Shawk made a kind of labored cackling that was probably old eagle complaining under his breath, then took back to the sky. Mason shook his head.
“I used to be alone in my brain. I miss that.”
He started reaching out with One with Nature, but also glanced at his profile. Information was pouring in—scout group messages keeping everyone informed.
So far everything was yellow (undetermined but probably minor), or green (under control). Nothing required Mason’s attention. At least not yet. His player teams hadn’t found much to worry about.
Unsurprisingly, all the portals were coming from the west. This was what they’d all figured, but it was nice when a thing went to plan. He tried not to be too happy, just in case roboGod heard his thoughts and fucked with him.
For data collection purposes, he logged his own portal to the scouts. Orlon was at the enclave marking everything on their central map. The idea was they’d track it all as it came, and then later maybe figure out patterns.
Again he relied on the forest to find him a threat. His senses stretched further and further, his mind feeling expanded and not just with animal companions. It was like there was a whole bunch of others circling his consciousness, making him feel less like a man, and more like…a central nervous system. A kind of hub, maybe like the Nexus. Or like a giant super synthetic robot god?

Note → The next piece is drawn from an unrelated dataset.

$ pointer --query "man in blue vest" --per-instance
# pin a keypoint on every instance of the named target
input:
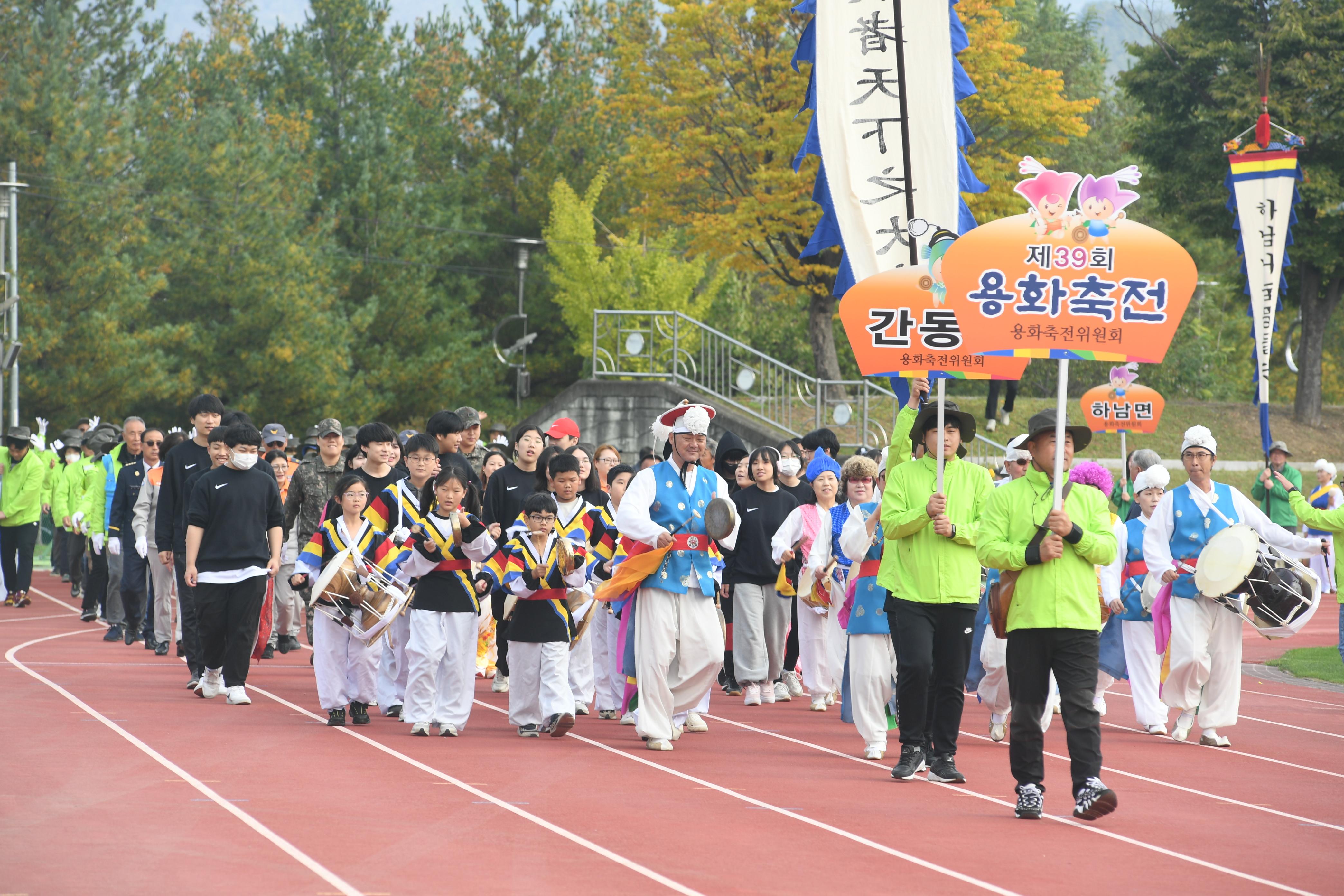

He shut that thought the hell down. Whatever the metaphor, he wasn’t emotionless. He was still him, his central purpose crystal clear in his mind—the preservation of life. First his own, and then others. The destruction of anything and everything that meant to break weaker things without reason. That was what Mason had been born for. What the game had only expanded.

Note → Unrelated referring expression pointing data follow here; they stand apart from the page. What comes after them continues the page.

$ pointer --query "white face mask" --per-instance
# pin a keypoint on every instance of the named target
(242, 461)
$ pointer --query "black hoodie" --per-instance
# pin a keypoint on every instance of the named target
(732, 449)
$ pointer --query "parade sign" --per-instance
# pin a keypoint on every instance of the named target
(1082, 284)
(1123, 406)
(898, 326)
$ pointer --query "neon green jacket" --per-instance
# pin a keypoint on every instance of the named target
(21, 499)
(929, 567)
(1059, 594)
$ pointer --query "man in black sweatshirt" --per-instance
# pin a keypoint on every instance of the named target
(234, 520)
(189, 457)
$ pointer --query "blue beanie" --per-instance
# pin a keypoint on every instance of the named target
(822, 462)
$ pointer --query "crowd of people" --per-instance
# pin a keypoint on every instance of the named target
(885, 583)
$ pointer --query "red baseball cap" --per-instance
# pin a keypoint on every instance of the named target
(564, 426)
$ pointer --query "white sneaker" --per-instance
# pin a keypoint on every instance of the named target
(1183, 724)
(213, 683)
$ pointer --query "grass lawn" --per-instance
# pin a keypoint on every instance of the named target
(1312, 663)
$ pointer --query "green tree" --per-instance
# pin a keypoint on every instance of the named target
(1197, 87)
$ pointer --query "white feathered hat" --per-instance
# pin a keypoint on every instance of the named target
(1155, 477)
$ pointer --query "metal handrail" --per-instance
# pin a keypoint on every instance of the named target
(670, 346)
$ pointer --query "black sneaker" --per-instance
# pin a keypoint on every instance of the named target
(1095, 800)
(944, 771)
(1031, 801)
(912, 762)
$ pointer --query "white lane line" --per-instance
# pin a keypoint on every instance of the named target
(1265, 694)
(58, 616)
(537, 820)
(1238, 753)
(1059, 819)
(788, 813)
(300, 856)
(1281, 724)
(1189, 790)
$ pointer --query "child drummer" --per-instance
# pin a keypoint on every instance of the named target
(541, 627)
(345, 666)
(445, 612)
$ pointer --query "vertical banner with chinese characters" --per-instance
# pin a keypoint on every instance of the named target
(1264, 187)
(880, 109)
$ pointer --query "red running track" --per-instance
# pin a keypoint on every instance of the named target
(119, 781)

The forest found him another portal.
North. Near the old everfrost. Before the first river.
He’d pictured the area even before he started to move. Like he was seeing it from the eyes of the living things nearby now, the connection growing stronger. Maybe he could even scout locations on his own—take a look before he decided to move.
He fought the thought because he didn’t want roboGod to get any ideas. But he couldn’t help but feel what was maybe a Cerebus-inspired snarl of arrogance.

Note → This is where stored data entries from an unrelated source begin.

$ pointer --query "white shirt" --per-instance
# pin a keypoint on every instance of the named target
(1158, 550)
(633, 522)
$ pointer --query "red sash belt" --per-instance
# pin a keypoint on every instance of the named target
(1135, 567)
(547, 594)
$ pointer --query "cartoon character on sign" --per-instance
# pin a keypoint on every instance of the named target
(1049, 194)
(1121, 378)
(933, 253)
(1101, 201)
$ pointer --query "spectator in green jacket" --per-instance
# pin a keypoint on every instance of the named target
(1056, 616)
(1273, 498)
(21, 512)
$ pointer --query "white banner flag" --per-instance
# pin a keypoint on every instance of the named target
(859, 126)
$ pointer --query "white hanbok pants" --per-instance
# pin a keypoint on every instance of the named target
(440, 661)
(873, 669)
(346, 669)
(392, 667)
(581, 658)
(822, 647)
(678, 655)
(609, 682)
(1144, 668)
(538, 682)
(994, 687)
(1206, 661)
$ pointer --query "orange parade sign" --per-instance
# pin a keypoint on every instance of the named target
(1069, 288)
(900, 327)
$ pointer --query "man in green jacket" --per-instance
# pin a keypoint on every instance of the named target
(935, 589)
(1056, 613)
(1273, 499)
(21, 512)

If this was all the planes could conjure, they had their work cut out for them. He’d cleared the first portal in minutes. Up north it wasn’t likely going to burn, either. They’d need to bring a hell of a lot more than a fat flamethrower.
Streak was whining in his ears again, already sensing he meant to go north towards its original home. He rolled his eyes, stepping into the fey with his mental finger on the animal’s summon button.
He crossed the terrain in only a few steps as the now familiar other world blurred around him, Stag silent as it senses his arrival and trailed at his side. Unlike the others, it at least didn’t seem to care one way or the other if he used it. But there was something else there, too, something almost intentionally hidden, like it didn’t want Mason to know.
But their link was too strong to hide it properly. As Mason met the creature’s eyes at the last step, it was like looking into a pool of water. He saw his own reflection there—an eagerness for the violence to come.
“Soon,” he said, smiling. “They’ll get stronger.”
The Stag turned and leapt away like it was embarrassed.
Mason stepped back into the world, summoning Streak the moment he arrived. Then, after muttering ‘you’ll both be stuck here, I can’t do it again for an hour. I hope you’re happy,’ he brought the eagle, too.